The Effect of Kynurenic Acid on Apoptosis in Hepatocellular Carcinoma ^†

Abstract

Kynurenic Acid (KYNA) is a metabolite of tryptophan pathway and also an endogenous antagonist of glutamate receptors. Several studies indicated that glutamate antagonists have anti-proliferative potential.

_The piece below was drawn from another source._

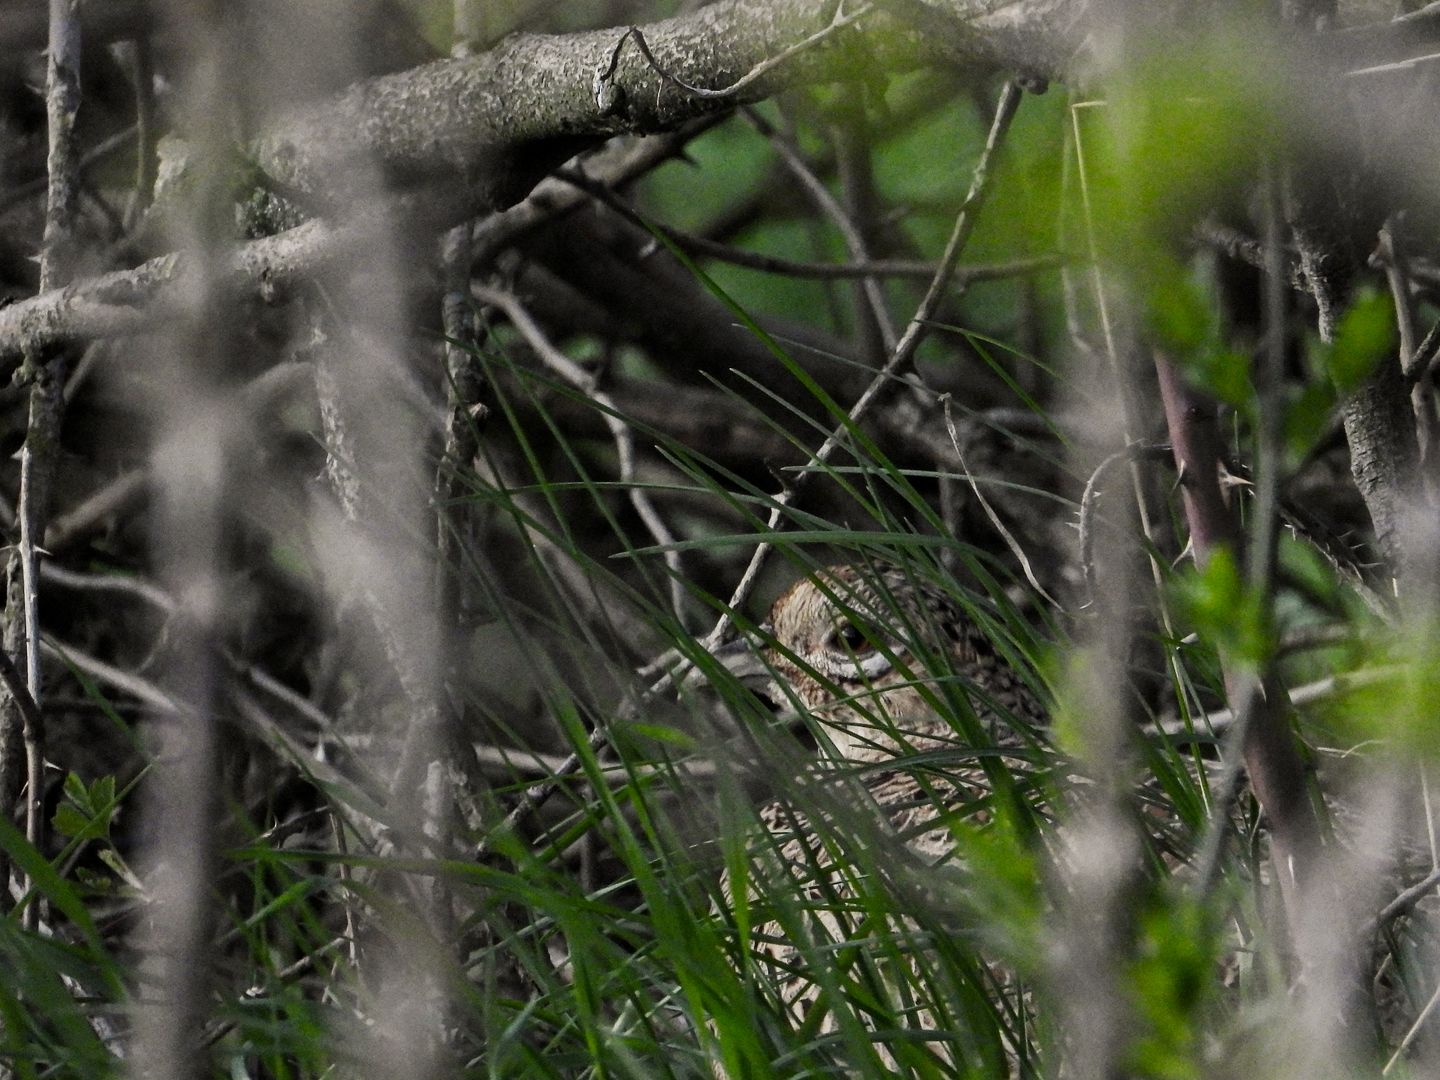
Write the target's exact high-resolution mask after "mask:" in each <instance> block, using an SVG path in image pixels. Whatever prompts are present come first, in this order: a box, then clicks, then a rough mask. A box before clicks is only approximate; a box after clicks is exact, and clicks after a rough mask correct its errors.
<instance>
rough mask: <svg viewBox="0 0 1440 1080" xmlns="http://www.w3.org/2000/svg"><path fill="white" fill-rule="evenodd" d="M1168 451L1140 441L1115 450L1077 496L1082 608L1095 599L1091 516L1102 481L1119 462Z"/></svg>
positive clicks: (1096, 510)
mask: <svg viewBox="0 0 1440 1080" xmlns="http://www.w3.org/2000/svg"><path fill="white" fill-rule="evenodd" d="M1168 452H1169V446H1168V445H1165V444H1142V445H1135V446H1126V448H1125V449H1117V451H1115V452H1113V454H1110V455H1107V456H1106V458H1104V459H1102V461H1100V464H1099V465H1096V467H1094V471H1093V472H1092V474H1090V478H1089V480H1087V481H1086V484H1084V491H1083V492H1081V495H1080V573H1081V577H1083V580H1084V589H1086V600H1084V605H1083V606H1084V608H1089V606H1090V605H1092V603H1093V602H1094V586H1096V576H1094V517H1096V513H1097V510H1099V507H1100V495H1102V494H1103V490H1102V484H1103V481H1104V477H1106V474H1107V472H1109V471H1110V469H1112V468H1115V467H1116V465H1117V464H1120V462H1122V461H1132V459H1135V458H1136V456H1138V455H1143V456H1158V455H1161V454H1168Z"/></svg>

Moreover, subunits of the NMDA receptor which is one of the glutamate receptors have been shown to be found in human hepatocellular carcinoma cell line (HepG2). In this study, the antitumor effects of KYNA in HepG2 cells were investigated for the first time at the molecular level. The effects of KYNA on the viability of HepG2 cells were determined by MTT analyses. Effects of KYNA on mRNA transcriptions of apoptosis related genes Bax, Bcl-2 and Caspase-3 were analyzed by qRT-PCR. mRNA expression analysis revealed that the mRNA levels of effector Caspase-3 and pro-apoptotic Bax/Bcl-2 ratio were not increased in HepG2 cells treated with KYNA. In conclusion, our findings showed that KYNA does not exert its anti-proliferative effects on HepG2 cells through caspase-mediated apoptotic cell death, but it may perform this anti-proliferative effect through a different mechanism of death. Further studies are needed to find out potential cell death mechanisms that may play a role in anti-proliferative activity of KYNA on HepG2 cells.